By Chesa Chesa
Nigeria requires local and foreign investments of about $1trillion up to the year 2043 in order to modernise its epileptic energy infrastructure.
Vice President Yemi Osinbajo said this on Thursday when he declared open the National Energy and Climate Change summit at the Presidential Villa, Abuja.
Osinbajo, who was represented by the Minister of Science and Technology, Dr. Ogbonnaya Onu, explained that the administration’s energy-related policies to attract the needed investments were not only geared towards energy supply security but to also mitigate global warming.
Announcing that the government had increased transparency and openness in governance to support private investments, the Vice President said: “This important event will provide a high-level forum to discuss energy and climate change as they relate to economic development and environmental protection.”
The Vice President recalled that Nigeria had joined the International Energy Charter (IECh) as an Observer Member State, and that “the Energy Commission of Nigeria immediately signed a Memorandum of Understanding (MoU) with the IECh Secretariat in order to promote such activities that will be beneficial to our dear country.
“Following this, a study of the Energy Investment Risk Assessment (EIRA) for Nigeria has been completed, the report, which has just been presented to us. I am happy that the assessment, which featured four performance indicators, has scored our energy investment risks as moderate.
“This is challenging in view of the huge investment of about $1 trillion required to modernise our energy infrastructure in 29 years between 2014 and 2043.
“The government is doing a lot to attract both domestic and foreign-direct investment into the energy sector,” he said.
In his address, the Director-General/Chief Executive Officer of Energy Commission of Nigeria (ECN), Prof.
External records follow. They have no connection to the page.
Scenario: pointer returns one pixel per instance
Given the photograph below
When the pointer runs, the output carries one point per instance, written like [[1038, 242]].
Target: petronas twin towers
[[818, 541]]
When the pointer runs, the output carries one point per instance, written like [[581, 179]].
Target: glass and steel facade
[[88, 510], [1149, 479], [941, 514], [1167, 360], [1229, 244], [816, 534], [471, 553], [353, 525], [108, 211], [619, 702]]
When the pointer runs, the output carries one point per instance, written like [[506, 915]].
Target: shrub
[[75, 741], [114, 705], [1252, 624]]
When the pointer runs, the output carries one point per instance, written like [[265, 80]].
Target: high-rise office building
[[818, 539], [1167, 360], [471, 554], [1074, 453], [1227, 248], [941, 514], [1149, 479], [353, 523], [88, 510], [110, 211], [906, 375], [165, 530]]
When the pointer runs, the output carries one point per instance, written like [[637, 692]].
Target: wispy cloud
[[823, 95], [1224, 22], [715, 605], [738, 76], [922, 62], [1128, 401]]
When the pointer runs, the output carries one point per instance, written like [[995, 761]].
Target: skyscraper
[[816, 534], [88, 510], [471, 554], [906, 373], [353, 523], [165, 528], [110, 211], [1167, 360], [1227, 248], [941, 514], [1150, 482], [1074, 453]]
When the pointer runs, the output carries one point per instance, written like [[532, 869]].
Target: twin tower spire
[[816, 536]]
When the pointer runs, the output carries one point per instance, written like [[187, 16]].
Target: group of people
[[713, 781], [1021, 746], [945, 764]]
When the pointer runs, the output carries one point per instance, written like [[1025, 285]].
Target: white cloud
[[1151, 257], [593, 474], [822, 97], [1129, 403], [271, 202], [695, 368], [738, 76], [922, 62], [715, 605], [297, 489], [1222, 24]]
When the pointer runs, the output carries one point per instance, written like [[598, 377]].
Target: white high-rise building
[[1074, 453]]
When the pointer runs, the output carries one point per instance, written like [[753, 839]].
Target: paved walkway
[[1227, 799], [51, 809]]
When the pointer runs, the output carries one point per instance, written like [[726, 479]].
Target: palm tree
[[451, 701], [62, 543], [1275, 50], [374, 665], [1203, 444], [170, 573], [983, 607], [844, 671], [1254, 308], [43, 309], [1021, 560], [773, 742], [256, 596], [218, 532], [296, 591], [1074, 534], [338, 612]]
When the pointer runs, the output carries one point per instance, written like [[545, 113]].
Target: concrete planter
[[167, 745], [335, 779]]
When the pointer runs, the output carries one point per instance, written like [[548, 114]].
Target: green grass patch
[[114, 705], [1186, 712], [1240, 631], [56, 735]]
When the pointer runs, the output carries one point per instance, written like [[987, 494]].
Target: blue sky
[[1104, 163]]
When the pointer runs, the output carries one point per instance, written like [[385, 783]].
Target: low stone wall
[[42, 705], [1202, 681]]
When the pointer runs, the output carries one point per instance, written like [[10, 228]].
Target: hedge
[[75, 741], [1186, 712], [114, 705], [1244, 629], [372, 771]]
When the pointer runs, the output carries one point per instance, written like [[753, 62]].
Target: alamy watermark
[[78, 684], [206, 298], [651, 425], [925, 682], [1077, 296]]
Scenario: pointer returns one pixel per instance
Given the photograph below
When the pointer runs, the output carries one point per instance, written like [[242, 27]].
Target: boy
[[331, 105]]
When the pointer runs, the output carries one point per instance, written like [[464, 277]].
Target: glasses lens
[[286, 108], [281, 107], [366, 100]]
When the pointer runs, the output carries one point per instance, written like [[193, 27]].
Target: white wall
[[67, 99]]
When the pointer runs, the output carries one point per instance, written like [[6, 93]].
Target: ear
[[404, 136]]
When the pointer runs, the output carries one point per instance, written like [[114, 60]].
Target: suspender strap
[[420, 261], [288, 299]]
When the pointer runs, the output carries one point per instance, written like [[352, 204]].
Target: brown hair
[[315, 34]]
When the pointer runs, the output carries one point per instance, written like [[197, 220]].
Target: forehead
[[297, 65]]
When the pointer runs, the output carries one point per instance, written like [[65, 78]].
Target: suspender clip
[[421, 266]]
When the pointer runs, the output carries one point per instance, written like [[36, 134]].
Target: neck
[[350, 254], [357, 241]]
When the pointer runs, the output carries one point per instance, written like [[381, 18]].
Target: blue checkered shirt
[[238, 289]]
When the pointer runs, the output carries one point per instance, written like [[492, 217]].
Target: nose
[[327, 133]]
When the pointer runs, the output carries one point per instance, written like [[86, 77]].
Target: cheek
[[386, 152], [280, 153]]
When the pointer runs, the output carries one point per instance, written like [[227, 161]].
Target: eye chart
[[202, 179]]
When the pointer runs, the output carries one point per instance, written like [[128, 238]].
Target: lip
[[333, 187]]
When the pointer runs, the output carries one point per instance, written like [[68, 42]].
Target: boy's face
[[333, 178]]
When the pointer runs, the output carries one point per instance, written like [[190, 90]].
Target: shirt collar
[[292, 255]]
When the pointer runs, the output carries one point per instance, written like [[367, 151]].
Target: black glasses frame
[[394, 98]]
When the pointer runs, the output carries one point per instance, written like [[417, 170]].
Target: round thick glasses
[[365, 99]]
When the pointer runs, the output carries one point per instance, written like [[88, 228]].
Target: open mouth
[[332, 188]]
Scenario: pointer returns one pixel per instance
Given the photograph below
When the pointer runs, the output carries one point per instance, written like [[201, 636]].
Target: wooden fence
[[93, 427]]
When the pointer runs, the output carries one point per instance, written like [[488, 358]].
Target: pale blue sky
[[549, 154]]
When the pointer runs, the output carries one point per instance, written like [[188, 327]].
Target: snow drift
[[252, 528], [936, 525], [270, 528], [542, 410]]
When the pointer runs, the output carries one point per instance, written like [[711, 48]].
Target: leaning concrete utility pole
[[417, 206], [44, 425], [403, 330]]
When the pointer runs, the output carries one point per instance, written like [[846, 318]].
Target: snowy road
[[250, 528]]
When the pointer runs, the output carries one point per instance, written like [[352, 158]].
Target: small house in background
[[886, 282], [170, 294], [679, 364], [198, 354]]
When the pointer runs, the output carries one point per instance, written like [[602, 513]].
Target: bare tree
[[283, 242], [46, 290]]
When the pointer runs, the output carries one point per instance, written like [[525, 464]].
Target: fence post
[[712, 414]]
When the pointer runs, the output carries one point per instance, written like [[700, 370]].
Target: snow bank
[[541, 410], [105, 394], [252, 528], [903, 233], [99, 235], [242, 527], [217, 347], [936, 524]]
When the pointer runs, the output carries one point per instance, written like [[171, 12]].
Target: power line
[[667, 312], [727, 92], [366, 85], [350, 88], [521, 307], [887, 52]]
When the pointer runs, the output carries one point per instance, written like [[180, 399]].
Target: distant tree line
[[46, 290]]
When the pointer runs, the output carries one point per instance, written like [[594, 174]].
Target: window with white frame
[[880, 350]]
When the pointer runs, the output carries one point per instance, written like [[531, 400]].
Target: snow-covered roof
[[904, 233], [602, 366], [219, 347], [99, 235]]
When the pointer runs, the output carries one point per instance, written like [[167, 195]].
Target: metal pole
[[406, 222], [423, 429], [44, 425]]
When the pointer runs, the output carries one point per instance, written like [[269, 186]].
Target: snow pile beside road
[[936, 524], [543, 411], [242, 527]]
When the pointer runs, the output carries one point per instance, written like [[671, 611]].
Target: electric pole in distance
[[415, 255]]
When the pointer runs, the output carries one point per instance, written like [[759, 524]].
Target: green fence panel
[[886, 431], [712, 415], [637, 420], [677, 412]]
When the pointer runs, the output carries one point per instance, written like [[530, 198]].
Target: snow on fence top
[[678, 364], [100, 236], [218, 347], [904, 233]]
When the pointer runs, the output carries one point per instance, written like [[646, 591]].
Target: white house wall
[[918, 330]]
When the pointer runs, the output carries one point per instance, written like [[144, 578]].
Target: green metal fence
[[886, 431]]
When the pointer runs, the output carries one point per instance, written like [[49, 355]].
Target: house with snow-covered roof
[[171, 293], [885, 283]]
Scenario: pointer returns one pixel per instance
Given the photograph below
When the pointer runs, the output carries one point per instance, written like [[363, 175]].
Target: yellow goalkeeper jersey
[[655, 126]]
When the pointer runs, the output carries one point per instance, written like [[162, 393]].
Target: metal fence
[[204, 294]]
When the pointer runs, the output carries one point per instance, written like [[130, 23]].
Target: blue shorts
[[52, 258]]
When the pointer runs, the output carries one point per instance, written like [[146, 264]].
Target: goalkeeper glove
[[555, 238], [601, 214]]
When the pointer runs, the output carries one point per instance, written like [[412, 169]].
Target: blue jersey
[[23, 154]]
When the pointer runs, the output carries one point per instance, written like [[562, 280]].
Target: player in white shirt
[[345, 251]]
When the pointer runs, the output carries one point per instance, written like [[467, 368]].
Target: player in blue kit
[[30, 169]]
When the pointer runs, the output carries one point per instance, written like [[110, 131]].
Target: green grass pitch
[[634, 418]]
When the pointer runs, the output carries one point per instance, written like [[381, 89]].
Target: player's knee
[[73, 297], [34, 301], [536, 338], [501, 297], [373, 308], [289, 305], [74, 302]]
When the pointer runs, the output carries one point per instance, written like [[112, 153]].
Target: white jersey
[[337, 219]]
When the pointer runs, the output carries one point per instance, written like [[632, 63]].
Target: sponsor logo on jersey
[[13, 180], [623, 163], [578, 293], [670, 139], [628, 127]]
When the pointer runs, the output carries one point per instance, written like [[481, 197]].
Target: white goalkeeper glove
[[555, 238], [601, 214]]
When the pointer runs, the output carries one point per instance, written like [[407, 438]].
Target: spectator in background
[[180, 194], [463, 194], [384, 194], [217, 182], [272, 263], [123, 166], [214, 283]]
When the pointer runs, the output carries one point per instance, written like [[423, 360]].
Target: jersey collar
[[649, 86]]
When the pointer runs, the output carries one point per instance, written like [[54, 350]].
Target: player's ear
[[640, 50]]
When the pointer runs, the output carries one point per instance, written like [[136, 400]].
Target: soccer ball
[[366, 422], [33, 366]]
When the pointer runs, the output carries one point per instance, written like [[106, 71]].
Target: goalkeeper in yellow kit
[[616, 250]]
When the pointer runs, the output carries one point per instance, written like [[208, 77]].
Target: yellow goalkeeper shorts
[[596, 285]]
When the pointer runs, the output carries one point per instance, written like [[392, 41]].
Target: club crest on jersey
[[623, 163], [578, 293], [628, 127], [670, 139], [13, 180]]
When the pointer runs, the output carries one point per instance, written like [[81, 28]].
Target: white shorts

Eli Jidere Bala, said that in line with its mandate, ECN instituted the summit to serve as a forum where national issues on energy in all its ramifications were discussed with the view to facilitating the monitoring and assessment of performance of the energy sector in the execution of government policies on energy.
The European Union (EU) Head of Cooperation to Nigeria and ECOWAS, Kurt Cornelis, said that the EU had so for committed 150 Euros to support Nigeria through several projects cutting across the electricity value chain of the Nigerian electricity sector as well as the off-grid sector.